According to reports on Monday, Yahoo first announced the application earlier this year, the newsstand and personalization platform will be dubbed as “Livestand” and include an array of content from the likes of Forbes and more specialist titles, including one specialist surf title.
The soon to be launched Livestand is an HTML5-based system which allows magazine publishers to create publications more quickly, and more cost efficiently, which aims to offer a better customer experience for users while being platform-agnostic to Google’s Android mobile OS as well as Apple’s iPad, which runs on iOS.
Moreover, this new digital reader may induce greater confidence in the company as the recent firing of Carol Bartz, its former chief executive, coupled with the fact that the company is currently up for sale, have been interpreted as signs that the company ‘lacks vision’.
Arif Durrani at MediaWeek had an opportunity to converse with Yahoo Chief Product Officer Blake Irving, who said that Livestand will be out this Autumn.
Yahoo Chief Product Officer, Blake Irving, who has been with the organization for past 16 months, said Livestand should be thought of “as a tablet version of Yahoo.”

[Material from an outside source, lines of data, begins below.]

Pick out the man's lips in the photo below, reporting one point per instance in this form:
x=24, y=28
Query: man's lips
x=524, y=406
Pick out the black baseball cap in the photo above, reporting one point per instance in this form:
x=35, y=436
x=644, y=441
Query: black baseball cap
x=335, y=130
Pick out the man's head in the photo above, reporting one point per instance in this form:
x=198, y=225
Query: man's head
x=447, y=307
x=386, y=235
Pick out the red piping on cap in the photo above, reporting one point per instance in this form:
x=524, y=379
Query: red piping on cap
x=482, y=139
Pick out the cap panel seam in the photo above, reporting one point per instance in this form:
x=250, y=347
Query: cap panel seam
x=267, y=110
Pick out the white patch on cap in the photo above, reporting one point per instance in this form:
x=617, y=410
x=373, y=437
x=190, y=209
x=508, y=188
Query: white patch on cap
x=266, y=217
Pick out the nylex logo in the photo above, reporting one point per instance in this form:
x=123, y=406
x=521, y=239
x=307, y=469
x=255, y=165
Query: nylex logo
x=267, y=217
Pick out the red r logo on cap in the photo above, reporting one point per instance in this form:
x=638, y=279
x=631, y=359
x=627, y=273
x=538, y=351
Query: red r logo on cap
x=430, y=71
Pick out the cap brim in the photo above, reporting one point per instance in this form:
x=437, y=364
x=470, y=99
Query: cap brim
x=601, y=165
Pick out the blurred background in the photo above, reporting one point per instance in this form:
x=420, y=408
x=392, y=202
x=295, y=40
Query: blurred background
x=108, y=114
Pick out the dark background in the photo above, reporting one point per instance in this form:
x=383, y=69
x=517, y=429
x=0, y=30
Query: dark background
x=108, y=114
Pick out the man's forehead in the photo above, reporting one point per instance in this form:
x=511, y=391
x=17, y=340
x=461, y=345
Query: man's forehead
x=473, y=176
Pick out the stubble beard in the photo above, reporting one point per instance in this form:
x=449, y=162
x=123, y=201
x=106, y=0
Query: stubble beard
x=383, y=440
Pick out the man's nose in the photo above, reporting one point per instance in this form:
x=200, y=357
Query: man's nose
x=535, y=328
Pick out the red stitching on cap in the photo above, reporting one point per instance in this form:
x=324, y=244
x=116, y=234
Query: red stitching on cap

Here are some quotes from Irving Durrani shares:
“Think of it as a tablet version of Yahoo. In addition it is a magazine stand, where you can get different types of content, and it is also HTML 5 based.”
“What we are trying to do is create a container that says we have a visual experience that allows us to take graphics, videos and text into a consumption that allows us to display it in the same way across IoS or [An] Driod. That is what every publisher on the planet’s trying to do.”
“With Livestand, You do not have to publish more than once… If you are either Google or Apple, you want guys writing to your platform. But if I’m a publisher, I do not want to have to write to those things two times.”
According to Durrani, he had no time to discuss about boardroom wrangles, future mergers or plans, for him it was very much business as normal, only faster, faster, faster.
“The company believes in what we are doing with the product,” he says. “We want to accelerate it and get to growth quicker. What we have been building, at the fundamental technological layers, is the right stuff to do.”
In fact, the ease of advertising within Livestand may help the company rebuild its former status as an advertising goldmine, especially in conjunction with the recent advertising deal between Yahoo! AOL and Microsoft.
Irving says Livestand will arrive in the US launch “in the autumn”, and when pushed he adds, “it will be pretty quick, it is happening now”. A few partnerships with UK publishers and elsewhere in western Europe are set to follow in 2012, although Irving is reserved to speculate on even what quarter they are aiming for.
A number of publishing launch partners are also said to be in place, including “a couple of big guys and not big guys”.
However, the personalized tablet publishing market is getting ever more crowded; not only will Yahoo have to beat off competition from Zite, Flipboard, Pulse, News.me and Trove, just to name a few, as well as newspapers’ own apps. Besodes. Just last week, one of the hot topics was that Google is working on a Flipboard competitor, which is reportedly called Propeller, and AOL launched one in Editions last month.
Lastly, one can only presume that as tablets continue to grow in popularity, we can look forward to see more and more of these types of apps to emerge. Considering the never-ending problem of too much info available and not enough time to read it, companies and developers will continue to try and crack the nut to solve it.